L’histoire :
(4é de couv. – Edition Pocket – ISBN : 9782266186742)
Au temps du Roi-Soleil, avoir sa femme dans le lit du monarque était pour les nobles une source de privilèges inépuisable. Le jour où Louis XIV jeta son dévolu sur Mme de Montespan, chacun, à Versailles, félicita le mari de sa bonne fortune. C’était mal connaître Louis-Henri de Pardaillan, marquis de Montespan…
Gascon fiévreux et passionnément amoureux de son épouse, Louis-Henri prit très mal la chose. Dès qu’il eut connaissance de son infortune, il orna son carrosse de cornes gigantesques et entreprit de mener une guerre impitoyable contre l’homme qui profanait une union si parfaite. Refusant les honneurs et les prébendes, indifférent aux menaces répétées, aux procès en tous genres, emprisonnements, ruine ou tentatives d’assassinat, il poursuivit de sa haine l’homme le plus puissant de la planète pour tenter de récupérer sa femme…
Mon avis :
Interpellée par le sujet – pour une fois qu’on parle de Monsieur et non pas de Madame de Montespan – je me suis plongée dans les lignes et les mots.
Jean Teulé, je connaissais de nom.
Belle surprise que ce roman qui raconte l’histoire de très certainement le cocu le plus célèbre de France.

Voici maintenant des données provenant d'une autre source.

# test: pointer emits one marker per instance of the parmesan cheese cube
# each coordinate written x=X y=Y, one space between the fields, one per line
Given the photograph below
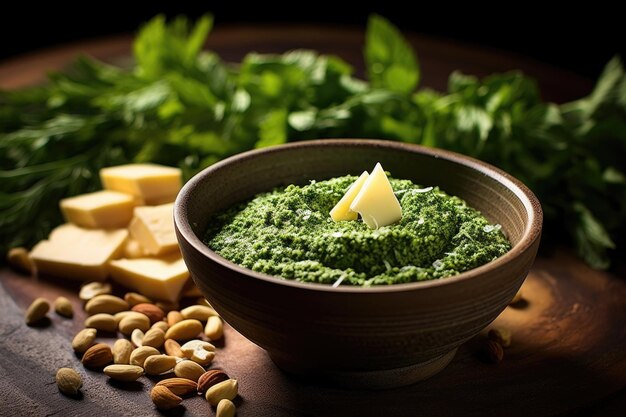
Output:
x=78 y=253
x=376 y=202
x=149 y=183
x=102 y=209
x=157 y=278
x=342 y=211
x=153 y=228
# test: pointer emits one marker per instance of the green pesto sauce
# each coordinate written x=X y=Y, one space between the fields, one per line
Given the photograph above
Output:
x=289 y=233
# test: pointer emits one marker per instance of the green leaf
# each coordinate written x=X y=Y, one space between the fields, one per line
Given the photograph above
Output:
x=273 y=129
x=391 y=61
x=592 y=239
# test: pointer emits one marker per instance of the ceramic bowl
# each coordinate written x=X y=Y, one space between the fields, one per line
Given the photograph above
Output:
x=375 y=337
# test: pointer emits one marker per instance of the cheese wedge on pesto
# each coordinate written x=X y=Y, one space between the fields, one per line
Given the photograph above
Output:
x=376 y=202
x=342 y=211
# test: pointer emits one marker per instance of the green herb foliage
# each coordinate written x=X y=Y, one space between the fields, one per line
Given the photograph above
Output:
x=182 y=106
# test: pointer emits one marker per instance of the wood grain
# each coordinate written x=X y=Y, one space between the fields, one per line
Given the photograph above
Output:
x=567 y=358
x=568 y=355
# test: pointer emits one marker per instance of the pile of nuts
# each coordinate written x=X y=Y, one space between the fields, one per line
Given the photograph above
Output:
x=158 y=344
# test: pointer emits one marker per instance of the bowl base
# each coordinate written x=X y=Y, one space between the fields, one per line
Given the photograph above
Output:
x=379 y=379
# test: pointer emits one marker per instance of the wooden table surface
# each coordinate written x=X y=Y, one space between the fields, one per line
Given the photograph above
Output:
x=568 y=355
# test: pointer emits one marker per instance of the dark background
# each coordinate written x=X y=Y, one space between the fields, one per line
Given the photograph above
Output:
x=580 y=39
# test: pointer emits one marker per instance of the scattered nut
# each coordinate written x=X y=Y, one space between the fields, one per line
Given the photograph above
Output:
x=159 y=364
x=68 y=381
x=501 y=335
x=210 y=378
x=167 y=306
x=184 y=330
x=97 y=356
x=133 y=321
x=154 y=338
x=119 y=316
x=93 y=289
x=493 y=351
x=214 y=328
x=223 y=390
x=163 y=398
x=225 y=408
x=37 y=310
x=123 y=372
x=179 y=386
x=188 y=370
x=133 y=298
x=122 y=349
x=102 y=321
x=153 y=312
x=18 y=258
x=139 y=355
x=198 y=312
x=63 y=307
x=105 y=303
x=199 y=351
x=84 y=340
x=137 y=337
x=160 y=325
x=172 y=348
x=174 y=317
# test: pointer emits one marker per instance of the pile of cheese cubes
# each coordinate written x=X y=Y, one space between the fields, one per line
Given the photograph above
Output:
x=125 y=231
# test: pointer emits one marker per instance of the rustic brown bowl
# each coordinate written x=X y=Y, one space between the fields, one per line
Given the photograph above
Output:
x=374 y=337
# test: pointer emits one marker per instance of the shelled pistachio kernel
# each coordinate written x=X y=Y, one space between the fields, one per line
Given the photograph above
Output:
x=123 y=372
x=68 y=381
x=139 y=355
x=122 y=349
x=189 y=370
x=214 y=328
x=101 y=321
x=63 y=307
x=223 y=390
x=84 y=340
x=225 y=408
x=159 y=364
x=133 y=298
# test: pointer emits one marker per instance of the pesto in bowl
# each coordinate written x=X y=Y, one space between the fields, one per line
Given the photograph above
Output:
x=288 y=233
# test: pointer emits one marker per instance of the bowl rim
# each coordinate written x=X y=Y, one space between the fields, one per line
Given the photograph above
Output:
x=530 y=235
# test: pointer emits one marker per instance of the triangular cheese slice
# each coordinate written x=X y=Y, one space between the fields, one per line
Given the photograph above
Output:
x=376 y=202
x=342 y=211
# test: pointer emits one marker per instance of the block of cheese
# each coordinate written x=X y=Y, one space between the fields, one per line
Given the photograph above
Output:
x=149 y=183
x=78 y=253
x=158 y=278
x=153 y=228
x=102 y=209
x=342 y=211
x=376 y=202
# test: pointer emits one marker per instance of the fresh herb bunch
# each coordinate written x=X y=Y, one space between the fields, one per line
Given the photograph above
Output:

Avec une plume sobre mais incisive, Jean Teulé nous emporte dans cette époque côté pile. Le côté face étant celle que nous étudions à l’école, celle sur laquelle nous lisons habituellement.
Il n’existait, à priori pas, ou alors peu et méconnue, de biographie de Monsieur de Montespan jusqu’à ce roman. Jean Teulé comble cette lacune et nous propose un récit truculent, ou l’on pourrait se dire parfois qu’il exagère et pourtant …
J’ai donc beaucoup aimé pourtant ce n’est pas LE coup de cœur. Traité d’un sujet historique sans être trop académique et en devenir lassant ou à l’inverse tomber dans le romancé irréel à outrance est je pense un art difficile à maîtriser. Et si Jean Teulé n’est ni trop dans l’un ni trop dans l’autre, il manque un petit je ne sais quoi pour être sublime.
Malgré tout, pour nous offrir au travers de ces quelques pages un pan méconnu de l’histoire, merci …
Questions subsidaires : Madame de Montespan avait la cinquantaine à l’époque de l’affaire des poisons ??? Si oui, on est bien loin des images romancées des pseudos film historiques et autres romans glamours...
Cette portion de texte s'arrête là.